I'll leave you with a question to think about: does the Sierpinski triangle exist?
2006-07-09 19:19
chatGPZ

Registered: Dec 2001
Posts: 11135
Quote:
I'll leave you with a question to think about: does the Sierpinski triangle exist?


that one is quite an interisting problem :=) go a step further and create a pyramid using the same recursion... and you'll get an object with infinite surface but zero volume... o_O
2006-07-09 19:22
JackAsser

Registered: Jun 2002
Posts: 1989
1/+Inf = 0 is bogus since then 0*(+Inf) = 1 which it clearly isn't... :D

My point is that dealing with +-Inf without the concept of limes is delicate and can easily lead to obscure results as the above.
2006-07-09 19:27
Graham
Account closed

Registered: Dec 2002
Posts: 990
Oh well... Infinity is just a concept and no number. It is not imaginable, only a few rules of how something infinite would behave is imaginable. But applying these rules is not equal to applying infinity.
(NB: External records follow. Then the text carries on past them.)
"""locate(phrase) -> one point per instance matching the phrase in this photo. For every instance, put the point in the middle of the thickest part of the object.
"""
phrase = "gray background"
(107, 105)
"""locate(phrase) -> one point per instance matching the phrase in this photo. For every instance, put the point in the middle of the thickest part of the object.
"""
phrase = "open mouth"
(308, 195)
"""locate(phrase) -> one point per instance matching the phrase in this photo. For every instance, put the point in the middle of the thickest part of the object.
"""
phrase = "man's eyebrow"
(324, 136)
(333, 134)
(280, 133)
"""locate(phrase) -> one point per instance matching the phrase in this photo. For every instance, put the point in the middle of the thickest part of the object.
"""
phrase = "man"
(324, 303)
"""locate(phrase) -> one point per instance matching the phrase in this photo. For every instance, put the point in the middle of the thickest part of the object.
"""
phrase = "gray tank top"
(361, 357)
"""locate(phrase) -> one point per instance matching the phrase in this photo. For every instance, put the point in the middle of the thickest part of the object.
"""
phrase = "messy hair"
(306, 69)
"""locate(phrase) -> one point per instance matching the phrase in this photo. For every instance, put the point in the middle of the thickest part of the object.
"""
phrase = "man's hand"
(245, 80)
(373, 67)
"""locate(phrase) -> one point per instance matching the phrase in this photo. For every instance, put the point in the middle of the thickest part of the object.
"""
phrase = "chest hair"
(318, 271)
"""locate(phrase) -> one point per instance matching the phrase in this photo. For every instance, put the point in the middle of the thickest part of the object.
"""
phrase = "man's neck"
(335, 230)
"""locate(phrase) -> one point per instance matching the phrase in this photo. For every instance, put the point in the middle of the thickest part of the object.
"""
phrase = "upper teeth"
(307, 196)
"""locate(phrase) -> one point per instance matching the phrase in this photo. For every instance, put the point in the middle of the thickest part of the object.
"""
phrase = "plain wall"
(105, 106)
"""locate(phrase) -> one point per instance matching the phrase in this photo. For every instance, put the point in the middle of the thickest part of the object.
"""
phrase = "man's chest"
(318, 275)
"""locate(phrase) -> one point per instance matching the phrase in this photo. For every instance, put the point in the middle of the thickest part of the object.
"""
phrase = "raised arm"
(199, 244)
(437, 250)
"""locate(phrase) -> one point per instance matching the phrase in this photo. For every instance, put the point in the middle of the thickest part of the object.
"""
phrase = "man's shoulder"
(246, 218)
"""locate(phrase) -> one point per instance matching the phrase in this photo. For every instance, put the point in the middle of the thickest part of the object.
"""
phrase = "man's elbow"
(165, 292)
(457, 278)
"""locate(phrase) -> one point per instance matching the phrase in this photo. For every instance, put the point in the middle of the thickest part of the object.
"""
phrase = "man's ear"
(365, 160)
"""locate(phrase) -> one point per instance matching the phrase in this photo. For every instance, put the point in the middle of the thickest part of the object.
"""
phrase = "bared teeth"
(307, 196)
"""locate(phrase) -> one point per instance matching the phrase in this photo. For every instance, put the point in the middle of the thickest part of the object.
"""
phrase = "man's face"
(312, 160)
Oh, and nopes, the Sierpinski Triangle does not exist. Only the rule of how you could build one IF infinity existed. But ofcourse: Infinity does not exist.
2006-07-09 19:50
chatGPZ

Registered: Dec 2001
Posts: 11135
Quote:
Oh, and nopes, the Sierpinski Triangle does not exist. Only the rule of how you could build one IF infinity existed. But ofcourse: Infinity does not exist.


and the sierpinsky "pyramid" demonstrates it quite well... an object with zero volume does not exist :=)
2006-07-09 20:16
JackAsser

Registered: Jun 2002
Posts: 1989
Sierpiensky at infinity goes towards infinite lenght/area/volume (depending on # of dimensions) and goes towards the initial enclosing volume, NOT 0.
2006-07-09 20:23
enthusi

Registered: May 2004
Posts: 675
the Sierpinski "Tetraeder" (a imaginary thing) has the Dimension==2 thus no volume but constant surface.